Oft geht Schikane vom Chef aus und beginnt schleichend. Aussitzen ist die falsche Strategie, besser spricht man darüber

Manchmal fängt es harmlos an: Der Chef grüßt nicht mehr. Dann wird man zu wichtigen Terminen nicht mehr eingeladen, bekommt sinnlose Aufgaben, wird als unfähig dargestellt. Die Kollegen beginnen, einen zu meiden – ein klassischer Mobbingverlauf. Die Bundesanstalt für Arbeitsschutz und Arbeitsmedizin (baua) schätzt, dass von den 37 Millionen deutschen Arbeitnehmern eine Million von Mobbing betroffen sind. In vielen Fällen gehen die Attacken vom Chef aus.

Auch bei Günther Kollenda aus Tornesch war der Vorgesetzte der Initiator. Als die Geschäftsführung Personal abbauen wollte, bekam der Abteilungsleiter einen neuen Chef, der ihn zum Mittäter in eigener Sache machen wollte. „Nachdem er sich die Lage im Betrieb eine Weile angesehen hatte, bestellte mich mein neuer Chef zu sich. Ich sollte ihm helfen, Mitarbeiter aus dem Unternehmen zu ekeln“, erinnert sich Kollenda. Unliebsame Kollegen sollten ständig kritisiert und bei kleinsten Fehlern abgemahnt werden.

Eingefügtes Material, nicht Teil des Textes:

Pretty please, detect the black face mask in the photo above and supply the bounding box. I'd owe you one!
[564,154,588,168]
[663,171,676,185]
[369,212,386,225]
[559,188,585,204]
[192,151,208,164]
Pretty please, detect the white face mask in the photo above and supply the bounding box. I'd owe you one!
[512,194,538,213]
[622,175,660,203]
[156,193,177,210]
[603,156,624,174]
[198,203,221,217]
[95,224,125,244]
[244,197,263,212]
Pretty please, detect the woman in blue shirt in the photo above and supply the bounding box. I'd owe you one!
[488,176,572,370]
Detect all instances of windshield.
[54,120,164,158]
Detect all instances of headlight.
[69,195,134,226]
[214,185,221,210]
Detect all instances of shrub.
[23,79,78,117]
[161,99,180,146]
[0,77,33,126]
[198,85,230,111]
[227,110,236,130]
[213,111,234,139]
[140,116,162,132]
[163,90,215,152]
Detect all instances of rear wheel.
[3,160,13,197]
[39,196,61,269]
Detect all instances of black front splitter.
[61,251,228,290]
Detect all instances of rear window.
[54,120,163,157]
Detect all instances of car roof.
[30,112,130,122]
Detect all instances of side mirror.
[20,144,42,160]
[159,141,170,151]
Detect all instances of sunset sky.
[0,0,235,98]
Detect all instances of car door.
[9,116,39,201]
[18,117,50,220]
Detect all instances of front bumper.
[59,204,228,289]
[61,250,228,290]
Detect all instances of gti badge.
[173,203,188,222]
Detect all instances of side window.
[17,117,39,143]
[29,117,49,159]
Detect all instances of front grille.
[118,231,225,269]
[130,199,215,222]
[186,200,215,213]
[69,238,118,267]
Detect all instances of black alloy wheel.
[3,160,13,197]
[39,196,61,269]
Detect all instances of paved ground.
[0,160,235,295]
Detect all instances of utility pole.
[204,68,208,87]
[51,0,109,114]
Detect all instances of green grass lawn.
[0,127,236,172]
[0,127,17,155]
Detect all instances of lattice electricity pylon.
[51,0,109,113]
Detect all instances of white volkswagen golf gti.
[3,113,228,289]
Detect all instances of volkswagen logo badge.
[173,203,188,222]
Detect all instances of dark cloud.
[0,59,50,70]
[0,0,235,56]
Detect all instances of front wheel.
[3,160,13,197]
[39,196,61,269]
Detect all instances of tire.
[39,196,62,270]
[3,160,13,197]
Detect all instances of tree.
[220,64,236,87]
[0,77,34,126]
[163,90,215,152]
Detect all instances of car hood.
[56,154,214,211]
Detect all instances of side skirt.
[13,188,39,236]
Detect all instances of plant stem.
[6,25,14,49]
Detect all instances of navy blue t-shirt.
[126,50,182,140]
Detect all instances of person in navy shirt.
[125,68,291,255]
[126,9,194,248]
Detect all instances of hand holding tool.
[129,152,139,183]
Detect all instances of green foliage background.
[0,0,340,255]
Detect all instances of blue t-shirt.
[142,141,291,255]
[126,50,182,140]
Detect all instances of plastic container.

Als Kollenda ablehnte, seinem Chef beim Mobbing behilflich zu sein, geriet er selbst in die Schusslinie. „Er machte bei jeder Gelegenheit meine Arbeit schlecht und gab mir Aufgaben, für die ich gar nicht zuständig war.“ Zwei Jahre ging das so. Viel zu lange, meint Jürgen Hesse, Karriereexperte vom Büro für Berufsstrategie. Habe ein Arbeitnehmer das Gefühl, bei seinem Vorgesetzten seit mehr als drei Monaten auf der roten Liste zu stehen, sollte er handeln.

Oft machten Betroffene ihrem Ärger zuerst bei Kollegen Luft. Doch Hesse rät, gleich nach ersten Irritationen mit dem Vorgesetzten zu sprechen. Ohne Vorwürfe: Fragen wie „Was haben Sie eigentlich gegen mich?“ sorgten nicht für einen erfolgreichen Gesprächsverlauf. Hesse empfiehlt eher leichte Demutsgesten. „Sagen Sie lieber, Sie hätten das Gefühl, in seiner Gunst gefallen zu sein. Fragen Sie nach dem Grund dafür.“ Diese Variante gebe dem Chef die Möglichkeit, zu sagen, was ihn stört.

Das Gespräch zu suchen, empfiehlt auch Martina Perreng, Arbeitsrechtlerin beim Deutschen Gewerkschaftsbund (DGB). Bringt ein Gespräch unter vier Augen keine Besserung, sollten sich Angestellte Hilfe bei kompetenten Ansprechpartnern suchen. In großen Firmen sei der Betriebsrat die erste Adresse. Gibt es keinen, sei eine Selbsthilfegruppe eine gute Idee. Dort könnten sich Arbeitnehmer mit anderen Betroffenen austauschen und sich gegenseitig den Rücken stärken. Wenn der Chef jemand aus dem mittleren Management ist, können Arbeitnehmer auch zu seinem Vorgesetzten gehen.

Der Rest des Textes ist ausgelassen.